China’s relationship with the United States and other nuclear powers, such as India, as well as Chinese concerns about threats to its own nuclear deterrence, have been driving factors behind Chinese leaders’ decisions to vastly increase the size of their country’s nuclear stockpile, the senior defense official said. Compared to China’s growing stockpile of nuclear weapons, the U.S. has approximately 5,400 warheads, according to the Federation of American Scientists, a global policy think tank.
“Of the approximately 1,744 warheads that are deployed, 400 are on land-based intercontinental ballistic missiles, roughly 944 are on submarine-launched ballistic missiles, 300 are at bomber bases in the United States, and 100 tactical bombs are at European bases,” according to the latest Nuclear Notebook column published in the Bulletin of the Atomic Scientists.
In particular, China has been concerned with how other countries are making advances in intelligence, surveillance, and reconnaissance technology, missile defense capabilities, and conventional along with nuclear strike capabilities, the senior defense official said.
“They have not formally changed their policy or their strategy, but they have got a program underway that is going to give them a set of capabilities that would potentially enable them to consider different policy or strategy choices beyond the ones that have been open to them in the past,” the senior defense official said.
China has not changed its “no first use” doctrine when it comes to nuclear weapons, said Timothy Heath, a defense expert at the RAND Corporation, who spoke to Task & Purpose before the Defense Department’s latest report on Chinese military power was released.
One possible reason why China has decided to increase its nuclear stockpile is that Chinese military leaders fear the U.S. military could use long-range strike weapons, such as hypersonic missiles, to “preemptively decapitate China’s nuclear deterrent capability in the event of a conflict,” Heath said.
That is why China has built permanent missile silos and temporary missile launchers and submarines capable of launching nuclear missiles, he said.

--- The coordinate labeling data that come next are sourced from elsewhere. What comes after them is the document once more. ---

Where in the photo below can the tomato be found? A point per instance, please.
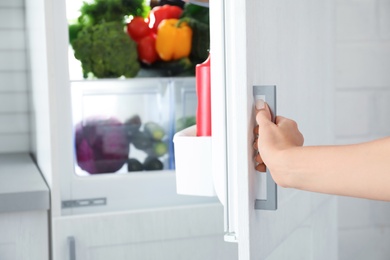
(138, 28)
(147, 49)
(159, 13)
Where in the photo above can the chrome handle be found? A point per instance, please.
(267, 94)
(72, 248)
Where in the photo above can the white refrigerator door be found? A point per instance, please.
(287, 44)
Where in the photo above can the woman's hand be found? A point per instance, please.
(271, 139)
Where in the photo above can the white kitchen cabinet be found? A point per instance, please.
(24, 209)
(24, 235)
(188, 232)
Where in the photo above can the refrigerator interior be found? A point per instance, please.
(117, 115)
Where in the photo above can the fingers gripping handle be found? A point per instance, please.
(267, 94)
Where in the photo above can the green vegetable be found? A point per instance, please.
(133, 165)
(152, 163)
(142, 141)
(157, 149)
(100, 11)
(154, 130)
(106, 51)
(74, 30)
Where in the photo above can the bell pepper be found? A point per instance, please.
(160, 13)
(174, 39)
(138, 28)
(146, 48)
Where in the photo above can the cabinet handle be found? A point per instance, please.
(72, 248)
(267, 94)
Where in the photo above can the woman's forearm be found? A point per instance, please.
(361, 170)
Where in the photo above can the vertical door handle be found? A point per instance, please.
(72, 248)
(267, 94)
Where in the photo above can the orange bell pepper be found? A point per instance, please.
(174, 38)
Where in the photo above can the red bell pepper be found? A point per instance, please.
(146, 49)
(138, 28)
(159, 13)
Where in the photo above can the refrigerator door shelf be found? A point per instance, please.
(193, 163)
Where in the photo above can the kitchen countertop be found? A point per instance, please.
(22, 187)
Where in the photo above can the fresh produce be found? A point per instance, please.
(152, 164)
(133, 165)
(106, 51)
(102, 11)
(146, 48)
(138, 28)
(101, 145)
(173, 40)
(160, 13)
(154, 131)
(148, 137)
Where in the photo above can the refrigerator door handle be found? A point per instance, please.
(72, 248)
(267, 94)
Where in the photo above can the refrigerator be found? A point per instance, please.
(284, 44)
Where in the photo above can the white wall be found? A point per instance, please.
(362, 77)
(14, 104)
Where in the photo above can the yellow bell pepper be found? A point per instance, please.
(173, 40)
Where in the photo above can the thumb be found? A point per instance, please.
(263, 115)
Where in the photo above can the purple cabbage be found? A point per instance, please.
(101, 144)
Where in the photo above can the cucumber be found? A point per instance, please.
(133, 165)
(154, 130)
(152, 163)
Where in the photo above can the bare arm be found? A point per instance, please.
(360, 170)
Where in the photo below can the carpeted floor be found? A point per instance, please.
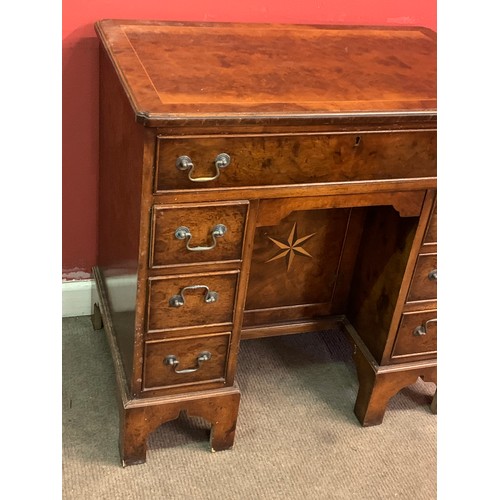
(297, 436)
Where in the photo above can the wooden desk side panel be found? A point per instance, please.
(379, 271)
(121, 146)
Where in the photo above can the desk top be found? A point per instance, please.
(175, 71)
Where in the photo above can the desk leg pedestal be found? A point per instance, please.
(138, 418)
(378, 384)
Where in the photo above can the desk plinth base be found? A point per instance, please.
(139, 417)
(378, 383)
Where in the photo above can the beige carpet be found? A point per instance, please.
(297, 436)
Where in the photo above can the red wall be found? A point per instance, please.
(80, 82)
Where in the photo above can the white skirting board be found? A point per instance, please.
(76, 297)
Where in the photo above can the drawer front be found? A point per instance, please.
(431, 234)
(185, 361)
(190, 163)
(424, 281)
(187, 301)
(417, 334)
(193, 234)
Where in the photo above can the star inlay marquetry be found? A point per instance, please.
(291, 247)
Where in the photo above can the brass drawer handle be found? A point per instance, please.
(179, 300)
(433, 275)
(185, 163)
(183, 232)
(422, 329)
(171, 360)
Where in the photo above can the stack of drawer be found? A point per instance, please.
(194, 266)
(417, 334)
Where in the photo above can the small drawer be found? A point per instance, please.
(417, 334)
(424, 282)
(270, 160)
(190, 234)
(185, 361)
(188, 301)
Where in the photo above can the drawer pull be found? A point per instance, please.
(171, 360)
(183, 232)
(179, 300)
(422, 329)
(185, 163)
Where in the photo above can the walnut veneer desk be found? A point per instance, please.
(262, 180)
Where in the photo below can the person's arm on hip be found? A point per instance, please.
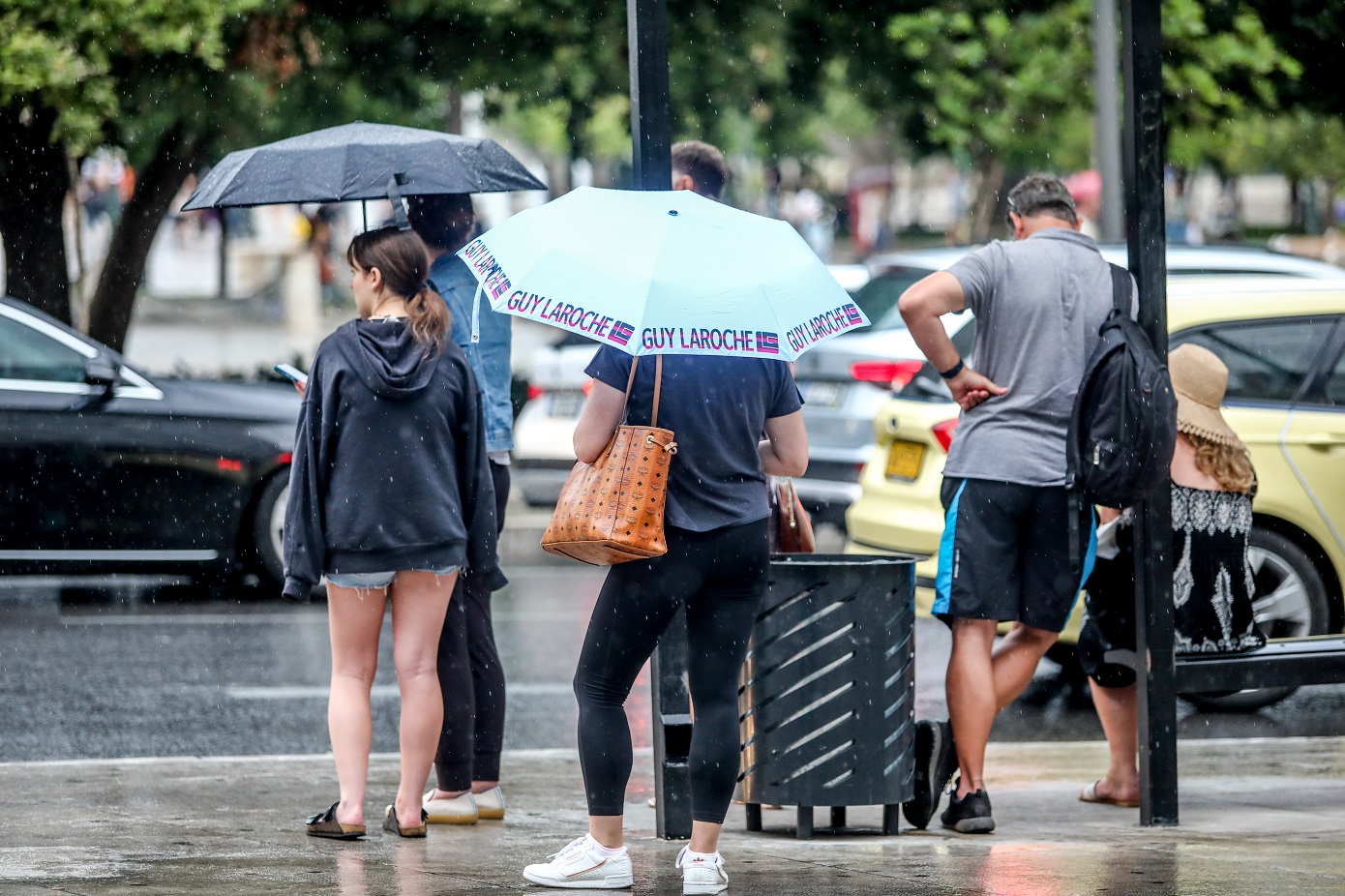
(785, 452)
(921, 307)
(599, 420)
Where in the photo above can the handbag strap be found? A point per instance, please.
(658, 385)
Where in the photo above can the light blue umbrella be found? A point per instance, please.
(654, 272)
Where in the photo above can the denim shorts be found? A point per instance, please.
(376, 580)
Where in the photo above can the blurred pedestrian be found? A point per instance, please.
(467, 765)
(390, 496)
(1006, 548)
(1212, 486)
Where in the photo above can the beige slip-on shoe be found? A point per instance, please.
(461, 810)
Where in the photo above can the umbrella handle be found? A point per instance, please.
(476, 313)
(394, 195)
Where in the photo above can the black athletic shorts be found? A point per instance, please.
(1005, 553)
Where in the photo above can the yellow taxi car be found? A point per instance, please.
(1283, 341)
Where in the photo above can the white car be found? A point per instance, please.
(844, 381)
(848, 379)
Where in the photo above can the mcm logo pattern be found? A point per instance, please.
(611, 512)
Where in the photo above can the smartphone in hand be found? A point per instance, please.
(292, 373)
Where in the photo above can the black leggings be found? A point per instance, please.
(720, 576)
(471, 678)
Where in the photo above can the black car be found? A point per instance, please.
(104, 469)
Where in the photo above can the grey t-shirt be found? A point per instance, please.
(1038, 303)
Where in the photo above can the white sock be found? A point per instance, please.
(603, 851)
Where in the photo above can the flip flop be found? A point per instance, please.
(393, 826)
(1091, 795)
(326, 825)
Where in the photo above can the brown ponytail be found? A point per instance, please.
(401, 257)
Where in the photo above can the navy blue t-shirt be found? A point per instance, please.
(717, 410)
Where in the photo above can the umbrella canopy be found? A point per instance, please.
(355, 162)
(662, 272)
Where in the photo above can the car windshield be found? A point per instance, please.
(879, 297)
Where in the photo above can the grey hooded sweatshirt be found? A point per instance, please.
(390, 468)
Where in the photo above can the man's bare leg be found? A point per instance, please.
(971, 697)
(985, 677)
(1016, 658)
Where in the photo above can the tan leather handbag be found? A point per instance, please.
(792, 526)
(611, 512)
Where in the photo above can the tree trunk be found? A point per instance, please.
(34, 182)
(123, 272)
(989, 182)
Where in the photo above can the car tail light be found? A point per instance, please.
(886, 373)
(943, 433)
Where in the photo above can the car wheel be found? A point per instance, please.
(1290, 602)
(269, 527)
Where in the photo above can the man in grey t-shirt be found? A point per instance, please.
(1005, 551)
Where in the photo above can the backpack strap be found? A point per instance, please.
(1121, 289)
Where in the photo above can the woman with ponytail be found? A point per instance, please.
(390, 498)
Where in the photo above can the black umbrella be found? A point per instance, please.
(361, 161)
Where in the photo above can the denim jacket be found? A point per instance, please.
(490, 357)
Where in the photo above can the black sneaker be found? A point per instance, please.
(970, 814)
(935, 763)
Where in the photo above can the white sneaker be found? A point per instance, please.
(701, 876)
(461, 810)
(490, 805)
(580, 867)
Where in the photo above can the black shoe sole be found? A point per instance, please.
(932, 772)
(972, 825)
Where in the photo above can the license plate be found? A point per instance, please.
(821, 392)
(566, 403)
(904, 459)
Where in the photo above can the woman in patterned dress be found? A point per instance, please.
(1212, 488)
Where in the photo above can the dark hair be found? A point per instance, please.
(443, 221)
(703, 164)
(400, 257)
(1042, 194)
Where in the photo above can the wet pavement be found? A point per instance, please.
(161, 745)
(1258, 817)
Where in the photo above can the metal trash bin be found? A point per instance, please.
(826, 700)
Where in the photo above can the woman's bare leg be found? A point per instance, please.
(1120, 714)
(420, 602)
(355, 616)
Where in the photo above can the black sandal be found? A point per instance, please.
(393, 826)
(326, 825)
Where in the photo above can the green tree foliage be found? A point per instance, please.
(68, 55)
(59, 88)
(1016, 88)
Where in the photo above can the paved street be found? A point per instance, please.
(221, 708)
(124, 674)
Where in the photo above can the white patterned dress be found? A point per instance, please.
(1212, 584)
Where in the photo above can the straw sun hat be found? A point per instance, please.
(1200, 379)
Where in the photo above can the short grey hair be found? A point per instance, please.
(1041, 194)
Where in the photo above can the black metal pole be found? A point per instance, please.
(651, 138)
(651, 114)
(1146, 237)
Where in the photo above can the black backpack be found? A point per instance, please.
(1123, 427)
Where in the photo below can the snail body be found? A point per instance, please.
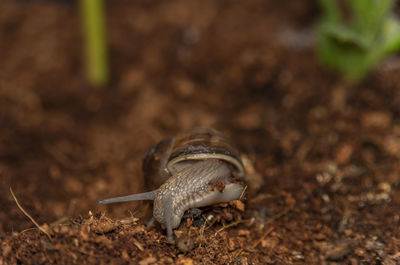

The expansion of China’s nuclear forces is also part of a broader modernization of the People’s Liberation Army, which has included making the Rocket Force an independent military branch, Heath said.
“It’s not hard to imagine that once they became an independent force, their leaders demanded that they get a bigger share of resources to carry out modernization, which they seem to have received,” Heath said.
Heath also said it is unlikely that China is planning to match the size of the U.S. military’s nuclear stockpile.
“They don’t need as many warheads as us because they have no allies,” Heath said. “They have no reason to have nukes available to protect partners and allies around the world, like we do. They only need nukes to deter countries from either attacking China or intervening in the event of a Chinese attack on Taiwan.”